What is something that comprises more than half of companies’ data repositories, but most aren’t even aware they have? It’s dark data, information companies unknowingly gather that is not integral to day-to-day business interactions and therefore often sits in the background. While that data is seemingly unnecessary to most companies, it’s invaluable to cybercriminals.
What Is Dark Data?
At a time when many companies are focused on collecting, analyzing, and acting on data they receive from customers, it’s not surprising that the amount of latent (or dark) data is accumulating far beyond what they planned to store, protect, and potentially purge. For example, when you consider that Netflix spent nearly $10 million a month in 2019 to store its data in the cloud, you can see how much dark data storage might be costing a company.
Gartner equates dark data to dark matter in physics. Dark data extends beyond any published sensitive data elements. It can include personal information from customers or past employees, but might also include nontraditional data such as systems backups, log files, configuration files, sensitive internal procedures, email backups or “spools,” scanned document repositories, and human resources information. These are all dark data sources that attackers may want to sell or use.
And while there are some regulatory bodies that aim to protect information that might be considered dark data, such as the US Health Insurance Portability and Accountability Act (HIPAA) and the General Data Protection Regulation (GDPR) in Europe, many companies continue to store this data long after they are required to do so.
How to Protect Dark Data
Every company needs to prioritize its customer and employee data, so how can you protect something you don’t even know you have? Further, how do you prioritize this among the other cyber vulnerabilities in your organization? Here are five steps you can take:
Increase visibility of data: Start by building a data inventory to map the information you know about. Next, perform threat modeling to identify security needs, locate threats and vulnerabilities, assess severity, and prioritize solutions. This will help you understand what data you have and explore how it may be at risk. This process allows you to understand and quantify threats so that you can better prioritize remediation of identified security risks.
Think like the adversary: Leverage offensive testing (such as using ethical hackers and professional security testers) to try to breach defenses like an attacker would. This will help you find and address vulnerabilities.
Counter the adversary: Once you have a complete view of your data footprint and threat model, apply or reinforce security controls in target areas (for example, endpoint detection and response, logging and monitoring, content interception and inspection for Web traffic, and patching). Consider steps 1–3 as a continuous improvement cycle of data discovery.
Shrink the battlespace: Delete sensitive personal data that is no longer necessary. Minimize data collected and design code-level controls to support data retention periods. This limits the proliferation of sensitive data throughout your environment.
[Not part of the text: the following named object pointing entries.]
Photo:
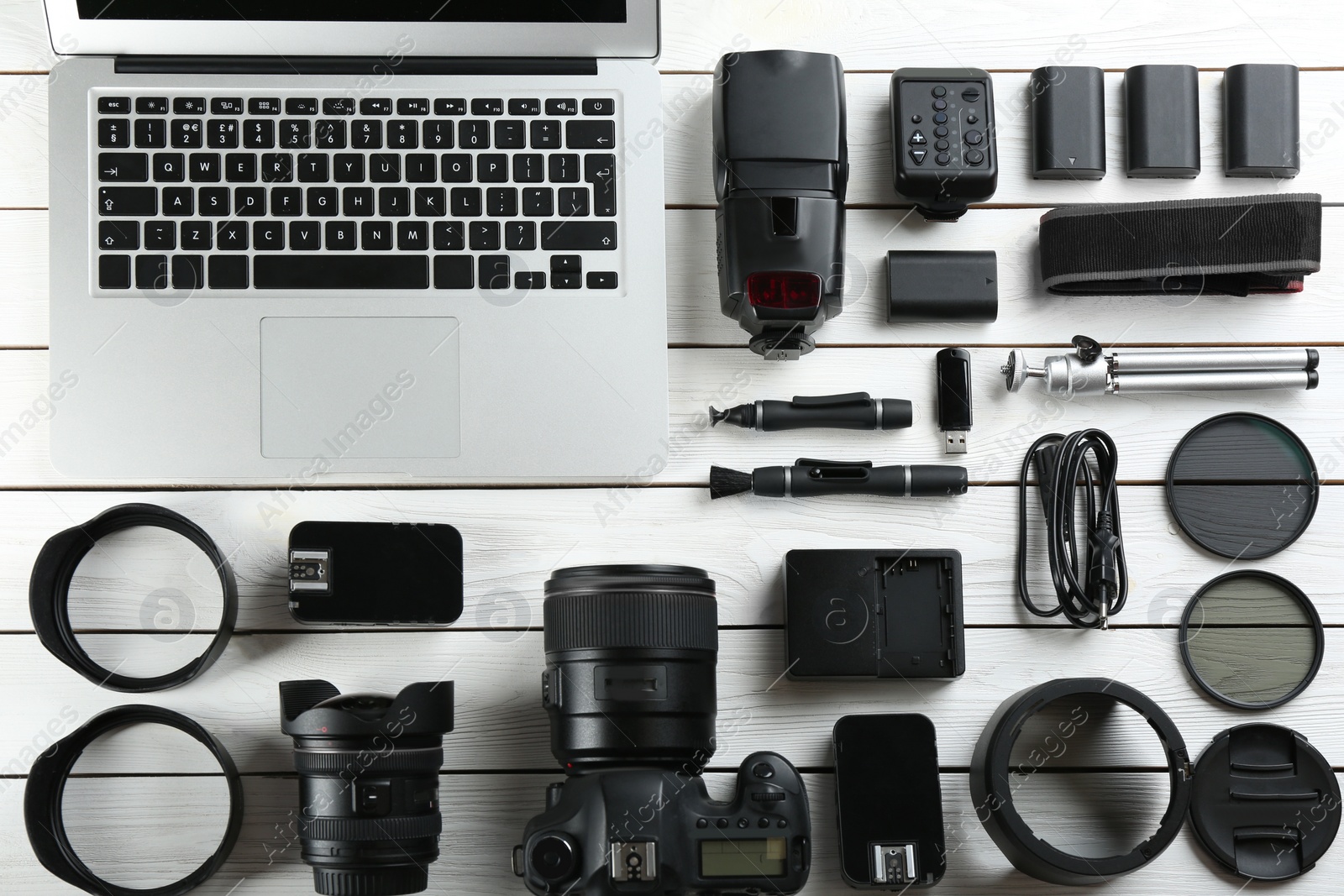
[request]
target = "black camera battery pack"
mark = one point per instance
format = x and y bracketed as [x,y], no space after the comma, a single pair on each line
[1068,123]
[375,573]
[889,801]
[1261,121]
[874,614]
[1162,121]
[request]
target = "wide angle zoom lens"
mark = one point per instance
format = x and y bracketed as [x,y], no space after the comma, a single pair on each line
[369,819]
[631,656]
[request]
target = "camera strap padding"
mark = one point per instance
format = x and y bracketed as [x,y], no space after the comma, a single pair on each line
[44,815]
[1223,246]
[49,594]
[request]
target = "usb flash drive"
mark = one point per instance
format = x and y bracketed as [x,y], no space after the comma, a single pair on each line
[953,369]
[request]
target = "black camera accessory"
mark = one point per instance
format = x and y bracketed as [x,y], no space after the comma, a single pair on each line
[1242,485]
[781,163]
[1261,121]
[1088,600]
[49,594]
[1068,123]
[1261,799]
[927,286]
[1252,640]
[367,765]
[629,688]
[1265,804]
[1089,371]
[1162,121]
[652,831]
[631,656]
[942,139]
[994,781]
[889,801]
[44,812]
[811,479]
[1226,246]
[375,573]
[874,614]
[952,367]
[850,411]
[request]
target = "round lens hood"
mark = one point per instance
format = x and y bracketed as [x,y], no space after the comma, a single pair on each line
[992,785]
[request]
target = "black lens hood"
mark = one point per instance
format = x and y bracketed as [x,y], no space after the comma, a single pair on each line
[49,594]
[992,785]
[421,708]
[45,819]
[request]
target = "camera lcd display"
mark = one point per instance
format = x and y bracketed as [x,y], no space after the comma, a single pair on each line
[763,857]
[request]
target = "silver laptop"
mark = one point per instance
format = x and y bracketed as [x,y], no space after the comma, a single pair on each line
[413,239]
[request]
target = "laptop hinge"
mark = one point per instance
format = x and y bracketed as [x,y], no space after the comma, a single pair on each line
[378,66]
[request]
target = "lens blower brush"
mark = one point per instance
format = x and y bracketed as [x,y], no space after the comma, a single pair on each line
[811,479]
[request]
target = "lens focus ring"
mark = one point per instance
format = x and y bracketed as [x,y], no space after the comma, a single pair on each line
[353,763]
[370,829]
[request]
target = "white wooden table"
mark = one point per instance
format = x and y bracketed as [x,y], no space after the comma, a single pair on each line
[497,758]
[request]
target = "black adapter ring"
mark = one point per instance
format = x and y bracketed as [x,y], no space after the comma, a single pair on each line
[45,817]
[49,594]
[992,786]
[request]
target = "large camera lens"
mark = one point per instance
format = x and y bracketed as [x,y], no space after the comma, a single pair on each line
[631,654]
[367,768]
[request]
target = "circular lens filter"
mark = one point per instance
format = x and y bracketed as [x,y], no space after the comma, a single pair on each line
[1252,640]
[1242,485]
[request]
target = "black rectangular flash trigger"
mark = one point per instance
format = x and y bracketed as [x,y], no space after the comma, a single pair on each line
[375,573]
[889,802]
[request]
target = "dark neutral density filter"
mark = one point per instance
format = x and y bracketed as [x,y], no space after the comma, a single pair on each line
[1252,640]
[1242,485]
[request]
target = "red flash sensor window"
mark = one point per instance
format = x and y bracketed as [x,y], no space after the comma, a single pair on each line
[784,291]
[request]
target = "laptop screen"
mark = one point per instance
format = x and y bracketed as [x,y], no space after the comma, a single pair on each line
[588,11]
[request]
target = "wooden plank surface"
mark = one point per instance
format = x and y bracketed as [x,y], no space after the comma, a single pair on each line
[497,757]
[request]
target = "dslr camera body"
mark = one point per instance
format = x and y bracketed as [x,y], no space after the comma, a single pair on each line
[647,831]
[629,685]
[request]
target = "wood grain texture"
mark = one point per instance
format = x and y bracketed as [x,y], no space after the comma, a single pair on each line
[484,815]
[497,757]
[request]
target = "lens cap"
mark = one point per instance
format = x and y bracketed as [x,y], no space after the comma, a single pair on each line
[1252,640]
[1265,802]
[1242,486]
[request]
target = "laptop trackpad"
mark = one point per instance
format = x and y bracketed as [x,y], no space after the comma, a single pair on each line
[360,387]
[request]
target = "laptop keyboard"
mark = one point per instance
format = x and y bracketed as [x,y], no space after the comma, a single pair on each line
[264,192]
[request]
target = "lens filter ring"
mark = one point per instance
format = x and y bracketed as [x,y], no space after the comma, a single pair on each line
[44,813]
[49,594]
[992,785]
[1252,640]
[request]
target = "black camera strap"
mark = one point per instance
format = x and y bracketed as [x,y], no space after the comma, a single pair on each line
[45,817]
[1226,246]
[49,594]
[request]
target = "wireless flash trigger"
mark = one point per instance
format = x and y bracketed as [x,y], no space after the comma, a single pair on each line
[781,163]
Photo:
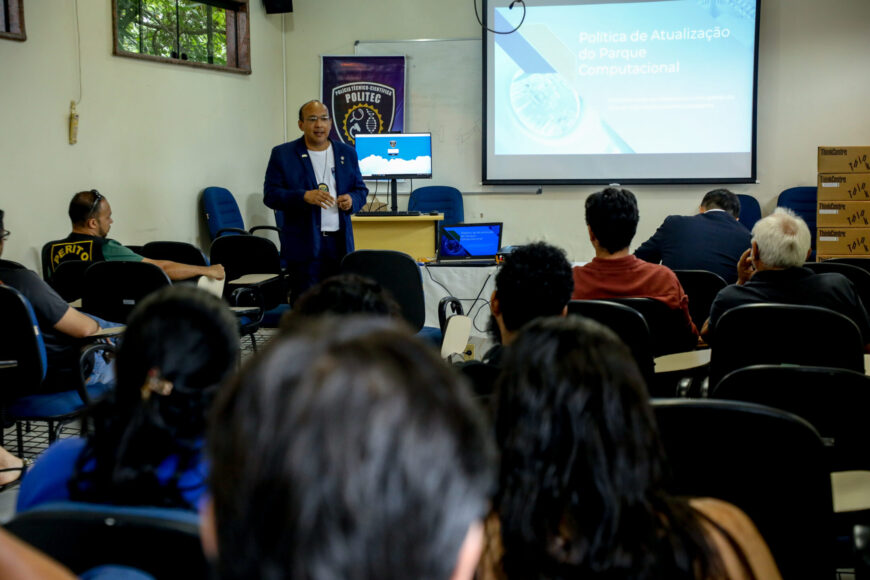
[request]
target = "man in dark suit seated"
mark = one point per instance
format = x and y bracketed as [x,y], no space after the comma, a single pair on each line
[772,271]
[611,217]
[712,240]
[91,217]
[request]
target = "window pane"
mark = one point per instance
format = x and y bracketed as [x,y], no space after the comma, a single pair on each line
[202,32]
[148,27]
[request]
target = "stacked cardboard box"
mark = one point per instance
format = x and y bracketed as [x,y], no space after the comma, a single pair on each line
[843,225]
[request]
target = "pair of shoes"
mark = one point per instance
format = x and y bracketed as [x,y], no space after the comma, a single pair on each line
[25,465]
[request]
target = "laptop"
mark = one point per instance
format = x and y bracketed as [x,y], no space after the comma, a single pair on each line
[470,244]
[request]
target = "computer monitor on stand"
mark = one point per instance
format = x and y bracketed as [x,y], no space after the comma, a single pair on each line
[395,156]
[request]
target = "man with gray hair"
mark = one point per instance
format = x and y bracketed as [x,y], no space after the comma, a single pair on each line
[772,271]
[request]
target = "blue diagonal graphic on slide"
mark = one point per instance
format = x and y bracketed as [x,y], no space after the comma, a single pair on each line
[519,49]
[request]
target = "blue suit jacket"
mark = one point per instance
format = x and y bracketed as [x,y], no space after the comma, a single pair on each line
[288,176]
[710,241]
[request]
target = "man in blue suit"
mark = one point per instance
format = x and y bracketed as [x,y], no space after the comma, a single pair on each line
[316,183]
[711,240]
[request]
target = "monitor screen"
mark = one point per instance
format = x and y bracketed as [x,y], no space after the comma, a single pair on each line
[470,240]
[395,155]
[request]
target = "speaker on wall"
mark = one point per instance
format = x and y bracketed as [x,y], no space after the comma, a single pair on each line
[278,6]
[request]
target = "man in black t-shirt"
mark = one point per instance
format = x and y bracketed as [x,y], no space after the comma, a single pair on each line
[60,325]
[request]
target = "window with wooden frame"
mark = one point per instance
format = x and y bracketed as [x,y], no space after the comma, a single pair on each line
[206,33]
[12,20]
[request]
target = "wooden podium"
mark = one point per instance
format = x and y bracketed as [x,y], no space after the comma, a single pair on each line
[414,235]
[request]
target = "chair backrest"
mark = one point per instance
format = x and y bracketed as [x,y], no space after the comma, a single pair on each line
[667,326]
[767,462]
[442,198]
[181,252]
[240,255]
[784,334]
[627,323]
[863,263]
[398,273]
[835,401]
[858,276]
[159,541]
[701,287]
[221,210]
[804,202]
[112,289]
[750,210]
[21,343]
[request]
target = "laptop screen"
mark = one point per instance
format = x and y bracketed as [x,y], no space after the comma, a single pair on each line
[470,241]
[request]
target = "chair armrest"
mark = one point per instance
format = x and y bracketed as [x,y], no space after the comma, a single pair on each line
[222,231]
[86,352]
[273,228]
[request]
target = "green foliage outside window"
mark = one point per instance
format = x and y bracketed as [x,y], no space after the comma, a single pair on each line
[182,29]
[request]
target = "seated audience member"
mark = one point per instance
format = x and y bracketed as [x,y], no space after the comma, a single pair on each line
[61,326]
[534,280]
[91,217]
[611,217]
[581,480]
[347,449]
[711,240]
[147,444]
[772,271]
[343,294]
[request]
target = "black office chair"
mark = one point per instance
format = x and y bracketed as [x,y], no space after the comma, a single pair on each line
[767,462]
[112,289]
[180,252]
[755,334]
[162,542]
[835,401]
[243,255]
[398,273]
[859,277]
[22,352]
[701,287]
[628,324]
[667,326]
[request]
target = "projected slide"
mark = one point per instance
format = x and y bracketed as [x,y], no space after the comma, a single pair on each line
[394,155]
[630,91]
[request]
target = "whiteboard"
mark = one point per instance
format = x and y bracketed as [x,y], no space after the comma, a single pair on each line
[442,96]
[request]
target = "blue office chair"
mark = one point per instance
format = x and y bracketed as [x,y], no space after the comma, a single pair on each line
[804,202]
[447,200]
[223,215]
[24,366]
[750,210]
[162,542]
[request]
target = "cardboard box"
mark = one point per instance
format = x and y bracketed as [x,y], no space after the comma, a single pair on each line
[843,241]
[850,214]
[844,159]
[843,187]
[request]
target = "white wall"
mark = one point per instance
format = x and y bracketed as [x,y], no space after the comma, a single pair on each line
[151,136]
[814,78]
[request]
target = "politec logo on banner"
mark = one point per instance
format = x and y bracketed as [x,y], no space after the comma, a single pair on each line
[365,94]
[363,108]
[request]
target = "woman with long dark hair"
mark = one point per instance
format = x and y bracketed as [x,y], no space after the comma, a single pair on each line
[581,482]
[147,444]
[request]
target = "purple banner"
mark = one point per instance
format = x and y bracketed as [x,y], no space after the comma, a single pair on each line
[364,94]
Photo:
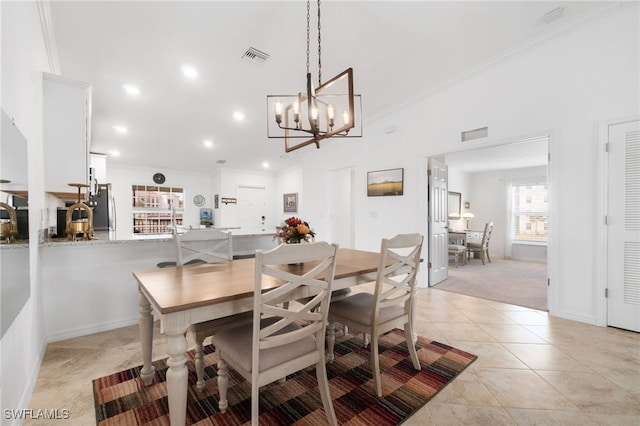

Avoid technology infatuation: Data loss prevention (DLP) tools help avoid accidents, but they should not be considered a catch-all for data security. Most DLP technologies are weak and can lull organizations into a false sense of security. Like all things cyber and privacy, data protection is about getting people, process, and technology working in balance and harmony. Reinforce carefully chosen tools with crisp processes (detailed and well-documented playbooks and blueprints), workflows, and runbooks, and make sure they’re managed and led by thoughtful people with real expertise.
Latent Data May Be Risky Data
There are well-known cases where large organizations found themselves the victims of dark data breaches. Data that was latent and secondary to their business models was suddenly extremely costly in terms of brand trust and legal fees.
Just because you don’t see it or use it doesn’t mean your data is not dangerous. Dark data should be a consideration for every organization. It should be accounted for, protected, and regularly purged (as applicable) to keep cybercriminals at bay. Dark data may be your most elusive asset, but it can also be your most costly if you don’t protect it.